Clara tried not to look like a guilty puppy that had been caught having a tiddle on the carpet when the two police officers arrived. But she’d learned before on her previous case that if she waited to ask the police if she could take fingerprints, the answer would be ‘no’. She had worked as quickly as she could, dusting the handle, lock and surrounding door – and then the fairy wand box – for prints, before photographing them. The props manager, intrigued by what she was doing, had been all too willing to allow her to take his prints for elimination purposes, and then called his two assistants to do the same. By the time the York City police arrived, Clara’s kit and camera were back in her satchel, but the iron oxide dust could not be hidden.
‘Oi, oi, what do we have here?’ asked the sergeant while the constable’s eyes ranged over the props store and settled on Clara.
‘I have dusted for prints,’ said Clara.
‘And who are you, miss?’ asked the sergeant.
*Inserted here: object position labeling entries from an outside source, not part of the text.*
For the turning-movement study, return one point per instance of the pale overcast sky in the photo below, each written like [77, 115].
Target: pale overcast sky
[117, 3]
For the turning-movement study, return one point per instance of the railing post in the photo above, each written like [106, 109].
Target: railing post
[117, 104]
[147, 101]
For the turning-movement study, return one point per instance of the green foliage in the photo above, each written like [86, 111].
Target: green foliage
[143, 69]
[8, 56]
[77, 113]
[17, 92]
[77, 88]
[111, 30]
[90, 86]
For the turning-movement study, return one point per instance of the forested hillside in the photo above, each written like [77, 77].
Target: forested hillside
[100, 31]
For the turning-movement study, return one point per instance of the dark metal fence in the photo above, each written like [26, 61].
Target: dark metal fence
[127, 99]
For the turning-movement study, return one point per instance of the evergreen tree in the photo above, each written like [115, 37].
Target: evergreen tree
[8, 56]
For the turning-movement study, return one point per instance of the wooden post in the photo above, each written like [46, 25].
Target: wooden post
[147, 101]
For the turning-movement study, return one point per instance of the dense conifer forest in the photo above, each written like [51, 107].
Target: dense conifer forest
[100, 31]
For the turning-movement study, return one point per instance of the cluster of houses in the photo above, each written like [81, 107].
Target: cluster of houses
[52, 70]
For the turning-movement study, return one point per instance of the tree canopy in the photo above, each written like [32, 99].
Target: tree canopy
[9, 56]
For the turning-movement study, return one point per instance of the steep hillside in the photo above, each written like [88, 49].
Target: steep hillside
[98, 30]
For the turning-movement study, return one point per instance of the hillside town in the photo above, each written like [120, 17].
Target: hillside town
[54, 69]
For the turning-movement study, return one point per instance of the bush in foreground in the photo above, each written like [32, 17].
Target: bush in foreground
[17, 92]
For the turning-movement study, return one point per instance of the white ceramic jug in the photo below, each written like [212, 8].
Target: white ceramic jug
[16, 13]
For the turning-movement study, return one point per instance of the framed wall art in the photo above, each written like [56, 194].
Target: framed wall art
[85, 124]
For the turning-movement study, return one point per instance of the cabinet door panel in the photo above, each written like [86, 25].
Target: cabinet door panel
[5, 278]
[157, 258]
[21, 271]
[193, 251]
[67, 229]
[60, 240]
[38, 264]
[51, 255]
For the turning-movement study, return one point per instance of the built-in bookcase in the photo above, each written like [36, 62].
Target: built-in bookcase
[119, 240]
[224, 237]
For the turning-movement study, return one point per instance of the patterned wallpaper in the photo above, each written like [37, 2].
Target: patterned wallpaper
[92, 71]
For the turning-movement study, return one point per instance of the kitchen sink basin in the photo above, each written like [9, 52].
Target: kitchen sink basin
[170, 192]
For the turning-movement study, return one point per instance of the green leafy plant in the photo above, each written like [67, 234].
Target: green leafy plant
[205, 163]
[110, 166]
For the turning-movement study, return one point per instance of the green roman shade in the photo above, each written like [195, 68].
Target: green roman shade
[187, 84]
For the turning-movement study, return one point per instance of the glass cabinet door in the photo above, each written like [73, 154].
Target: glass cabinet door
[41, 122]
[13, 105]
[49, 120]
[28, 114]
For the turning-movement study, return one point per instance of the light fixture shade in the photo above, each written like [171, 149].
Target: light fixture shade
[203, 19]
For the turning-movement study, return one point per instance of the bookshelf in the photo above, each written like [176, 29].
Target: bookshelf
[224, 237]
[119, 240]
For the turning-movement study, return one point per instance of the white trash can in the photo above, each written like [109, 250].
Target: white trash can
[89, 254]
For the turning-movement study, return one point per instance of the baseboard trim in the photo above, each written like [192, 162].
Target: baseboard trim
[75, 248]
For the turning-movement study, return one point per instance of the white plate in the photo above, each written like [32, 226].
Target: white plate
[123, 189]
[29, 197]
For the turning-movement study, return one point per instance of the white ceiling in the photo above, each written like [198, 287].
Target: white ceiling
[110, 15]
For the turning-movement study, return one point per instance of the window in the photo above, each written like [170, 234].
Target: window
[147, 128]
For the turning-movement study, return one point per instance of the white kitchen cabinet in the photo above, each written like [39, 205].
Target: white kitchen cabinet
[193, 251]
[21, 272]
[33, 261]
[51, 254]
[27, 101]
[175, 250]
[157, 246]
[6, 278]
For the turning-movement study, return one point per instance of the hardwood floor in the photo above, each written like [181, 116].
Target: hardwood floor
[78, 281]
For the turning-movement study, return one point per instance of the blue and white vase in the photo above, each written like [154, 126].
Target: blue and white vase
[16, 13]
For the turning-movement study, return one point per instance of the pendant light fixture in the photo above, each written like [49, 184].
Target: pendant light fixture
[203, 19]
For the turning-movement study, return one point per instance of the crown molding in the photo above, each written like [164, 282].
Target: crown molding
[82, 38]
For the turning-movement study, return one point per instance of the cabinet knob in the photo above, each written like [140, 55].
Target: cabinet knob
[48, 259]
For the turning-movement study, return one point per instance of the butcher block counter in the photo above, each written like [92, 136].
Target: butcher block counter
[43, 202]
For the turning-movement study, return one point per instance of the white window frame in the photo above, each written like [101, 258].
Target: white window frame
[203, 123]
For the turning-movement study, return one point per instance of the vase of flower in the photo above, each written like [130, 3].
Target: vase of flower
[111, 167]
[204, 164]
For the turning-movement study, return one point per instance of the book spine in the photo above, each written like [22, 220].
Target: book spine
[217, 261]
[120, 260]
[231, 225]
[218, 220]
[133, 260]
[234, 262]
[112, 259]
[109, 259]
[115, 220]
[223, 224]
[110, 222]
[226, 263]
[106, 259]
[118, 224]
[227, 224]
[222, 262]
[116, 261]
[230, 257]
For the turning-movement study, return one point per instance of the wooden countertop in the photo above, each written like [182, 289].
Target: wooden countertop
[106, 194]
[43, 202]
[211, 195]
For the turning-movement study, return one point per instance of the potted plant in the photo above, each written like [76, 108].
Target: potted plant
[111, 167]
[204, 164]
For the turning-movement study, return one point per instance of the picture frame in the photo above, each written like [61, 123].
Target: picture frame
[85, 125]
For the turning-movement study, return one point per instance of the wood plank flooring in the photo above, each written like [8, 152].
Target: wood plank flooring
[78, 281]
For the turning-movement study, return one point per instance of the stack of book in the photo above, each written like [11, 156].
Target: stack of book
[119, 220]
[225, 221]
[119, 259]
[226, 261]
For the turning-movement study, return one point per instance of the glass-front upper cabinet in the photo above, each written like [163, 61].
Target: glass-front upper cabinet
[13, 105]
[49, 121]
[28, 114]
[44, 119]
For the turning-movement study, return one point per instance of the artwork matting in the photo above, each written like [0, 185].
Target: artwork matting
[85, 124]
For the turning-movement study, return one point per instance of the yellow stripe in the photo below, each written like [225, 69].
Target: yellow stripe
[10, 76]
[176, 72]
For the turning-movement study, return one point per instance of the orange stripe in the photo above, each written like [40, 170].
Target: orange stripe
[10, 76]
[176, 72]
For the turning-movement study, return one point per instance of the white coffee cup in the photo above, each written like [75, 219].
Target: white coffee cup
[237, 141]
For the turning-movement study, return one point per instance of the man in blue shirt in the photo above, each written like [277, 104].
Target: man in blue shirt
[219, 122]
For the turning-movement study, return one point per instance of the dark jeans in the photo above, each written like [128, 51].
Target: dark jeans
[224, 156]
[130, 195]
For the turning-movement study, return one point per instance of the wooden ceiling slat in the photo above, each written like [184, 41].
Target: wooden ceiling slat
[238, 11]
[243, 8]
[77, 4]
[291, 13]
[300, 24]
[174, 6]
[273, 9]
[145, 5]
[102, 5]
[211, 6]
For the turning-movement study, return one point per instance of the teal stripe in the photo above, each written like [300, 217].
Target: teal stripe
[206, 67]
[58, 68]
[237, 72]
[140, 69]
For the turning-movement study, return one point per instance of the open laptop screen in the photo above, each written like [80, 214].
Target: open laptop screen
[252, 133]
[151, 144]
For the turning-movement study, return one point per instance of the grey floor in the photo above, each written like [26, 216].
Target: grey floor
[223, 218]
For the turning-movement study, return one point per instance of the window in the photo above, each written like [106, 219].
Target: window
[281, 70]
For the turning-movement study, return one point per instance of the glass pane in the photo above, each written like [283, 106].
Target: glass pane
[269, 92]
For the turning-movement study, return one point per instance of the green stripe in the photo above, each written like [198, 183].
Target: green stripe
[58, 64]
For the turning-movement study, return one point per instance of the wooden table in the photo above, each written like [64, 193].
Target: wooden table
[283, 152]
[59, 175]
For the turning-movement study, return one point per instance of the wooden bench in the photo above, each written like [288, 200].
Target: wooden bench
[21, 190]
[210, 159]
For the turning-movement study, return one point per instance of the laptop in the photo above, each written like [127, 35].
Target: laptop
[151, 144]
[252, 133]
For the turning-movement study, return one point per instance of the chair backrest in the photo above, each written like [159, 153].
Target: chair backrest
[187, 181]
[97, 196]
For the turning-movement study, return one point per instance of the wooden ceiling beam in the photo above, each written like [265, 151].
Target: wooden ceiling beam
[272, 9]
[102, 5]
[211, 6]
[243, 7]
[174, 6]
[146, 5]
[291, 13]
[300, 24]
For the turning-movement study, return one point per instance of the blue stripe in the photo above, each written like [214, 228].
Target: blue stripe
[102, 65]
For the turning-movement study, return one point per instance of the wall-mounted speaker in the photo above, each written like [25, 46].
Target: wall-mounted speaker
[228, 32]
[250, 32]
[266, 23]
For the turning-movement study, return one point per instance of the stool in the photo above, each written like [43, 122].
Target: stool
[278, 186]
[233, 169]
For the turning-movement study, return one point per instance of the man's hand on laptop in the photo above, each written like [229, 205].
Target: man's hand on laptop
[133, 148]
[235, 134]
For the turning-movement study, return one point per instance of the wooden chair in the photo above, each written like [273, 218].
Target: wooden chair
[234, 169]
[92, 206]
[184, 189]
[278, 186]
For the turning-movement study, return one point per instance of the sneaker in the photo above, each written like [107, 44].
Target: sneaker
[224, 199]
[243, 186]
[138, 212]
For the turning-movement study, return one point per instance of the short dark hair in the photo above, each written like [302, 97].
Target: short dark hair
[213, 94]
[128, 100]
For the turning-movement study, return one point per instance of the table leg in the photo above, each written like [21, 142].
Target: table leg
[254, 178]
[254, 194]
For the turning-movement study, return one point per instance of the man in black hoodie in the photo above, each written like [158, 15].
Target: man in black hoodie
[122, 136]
‘My name is Clara Vale. I have been working with Dr Charlie Malone, the Newcastle police pathologist, and I have been in York with Dr Malone at the invitation of Dr Bone.’ All of that was true. But if Clara thought it would satisfy the sergeant, she was wrong.
‘I don’t care if you’re the Virgin Mary herself. What gives you the right to interfere in a crime scene?’
Clara, since her last run-in with the police, had been reading up on her rights as a private citizen and where the police’s authority stopped and started. She was ready for this question. ‘Well, Sergeant, as I’m sure you know, this is not legally a crime scene until the supervising police officer declares it one. Are you declaring it one?’
‘I bleedin’ well am!’
Clara nodded. ‘Good, then I shan’t interfere with it.’
The sergeant’s face was turning an alarming shade of puce. Clara knew she ought to withdraw before he exploded. ‘Well, I’ll be on my way then. You’ll find there are some very good prints on the door. And I’ll be in touch with Dr Bone if there is anything to discuss further.’
Clara slung the satchel over her shoulder, nodded her thanks to Mr Iceton and the props manager, and scampered off before the sergeant decided to take any further action.